EL VERDE GABÁN. El duende de libros, por Santiago Delgado.






Me levanto insomne, pasilloambulante y sofadicto, y veo enseguida un resplandor inusitado que viene desde el salón. Serán los pilotillos rojos de los aparatos eléctricos. Voy a cerrarlos, me digo, dando misión noble a mi sonambulismo aficionado. Pero, no. Antes de llegar adivino lo que es: el duende de los libros está trabajando. Es un fulanito del tamaño de la mano, de muñeca a punta de falange última del corazón. Y es como luciérnaga de humana forma diminuta, que se autoilumina para sus cosas y tribulaciones. Ha intuido mi llegada, y lo pillo sentándose en el borde de una estantería de las altas. Va vestido como campesino de las Brujas de Salem, incluido el gorro alto, con hebilla en la base tronco-cónica de arriba. Cruza los pies, las manos, apoyadas en el suelo del estante.

–¿Qué haces? –le digo en confianza.

–Eliminar los dobleces de los picos en las páginas, para recordar lectura ya hecha.

–Y, ¿hay muchos?

–¡Y yo qué sé! Lo sabrás tú, que eres el que los ha hecho, cabronazo.

Callo un instante, y reconozco con ello que me ha vencido en la guerra de la puya y el sarcasmo, que yo no había declarado.

–La otra vez que te vi, ibas de coracero de Napoleón.

–Yo no voy de nada, los duendes no tenemos alma, ni cuerpo. Sólo tenemos duendidad. Los humanos nos ponéis conforme a vuestra conciencia.

–Igual cuando muera me hago duende de libros.

–Lo llevarías muy mal. Y no aprobarías la oposición, seguro. Aunque mira, esta plaza va a quedar libre. Me marcho a la biblioteca del Arzobispo de Lima. Igual te contratan de interino aquí.

–No –le digo– en la mía no –y empiezo a dar señales de irme.

–Además, sólo se trabaja de noche. Tú no tienes insomnio todas las noches.

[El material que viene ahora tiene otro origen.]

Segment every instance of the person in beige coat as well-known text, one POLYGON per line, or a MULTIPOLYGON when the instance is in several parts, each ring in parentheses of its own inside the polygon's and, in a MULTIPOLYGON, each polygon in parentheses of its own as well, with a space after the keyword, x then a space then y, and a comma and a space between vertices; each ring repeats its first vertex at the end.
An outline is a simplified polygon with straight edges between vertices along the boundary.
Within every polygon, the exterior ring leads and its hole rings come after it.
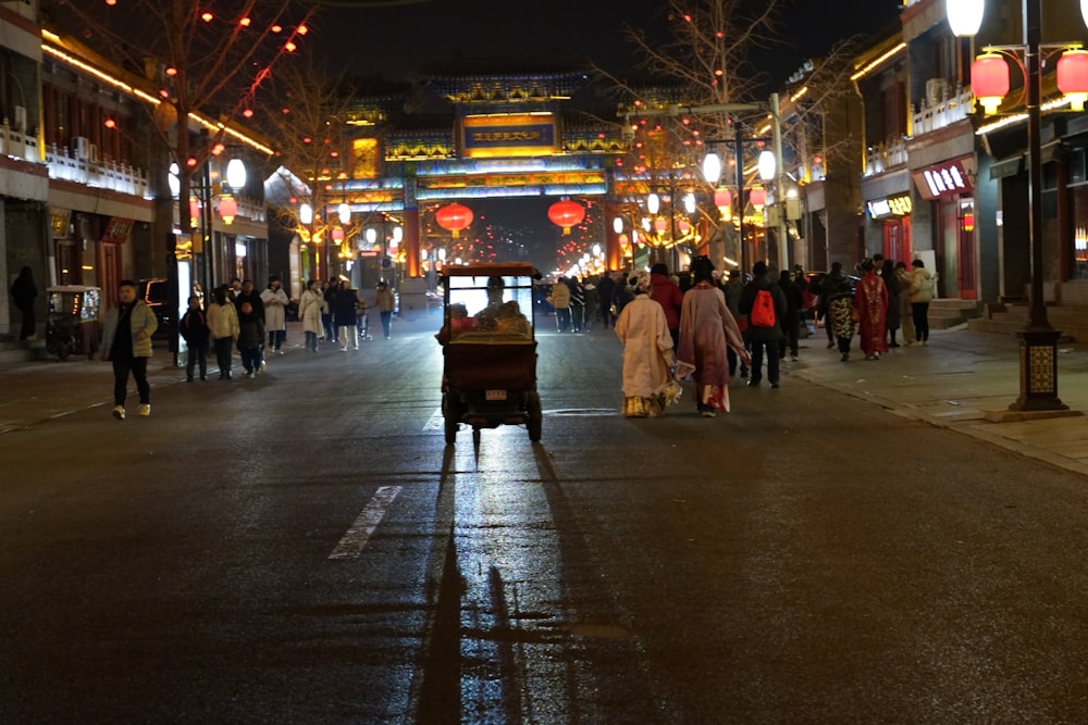
POLYGON ((147 361, 151 357, 151 336, 159 327, 154 312, 136 299, 136 283, 118 284, 118 307, 106 314, 102 332, 102 360, 113 363, 113 417, 125 420, 128 375, 136 380, 139 414, 151 414, 151 386, 147 382, 147 361))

Ya, en camino de volver a la piltra, le advierto:

–¡Y no me cambies de sitio los libros!

Noto, más que veo, que se incorpora, y ya desde el pasillo, oigo su voz y su risa.

–Los cambias tú, más que yo, chaval. Aunque, sí, es lo que más me divierte en esta vida de duende doméstico: cambiar de sitio los libros.

Cuando medio me vuelvo para abrir la puerta del dormitorio, advierto que ha cesado el resplandor del salón. Encima, es un vago.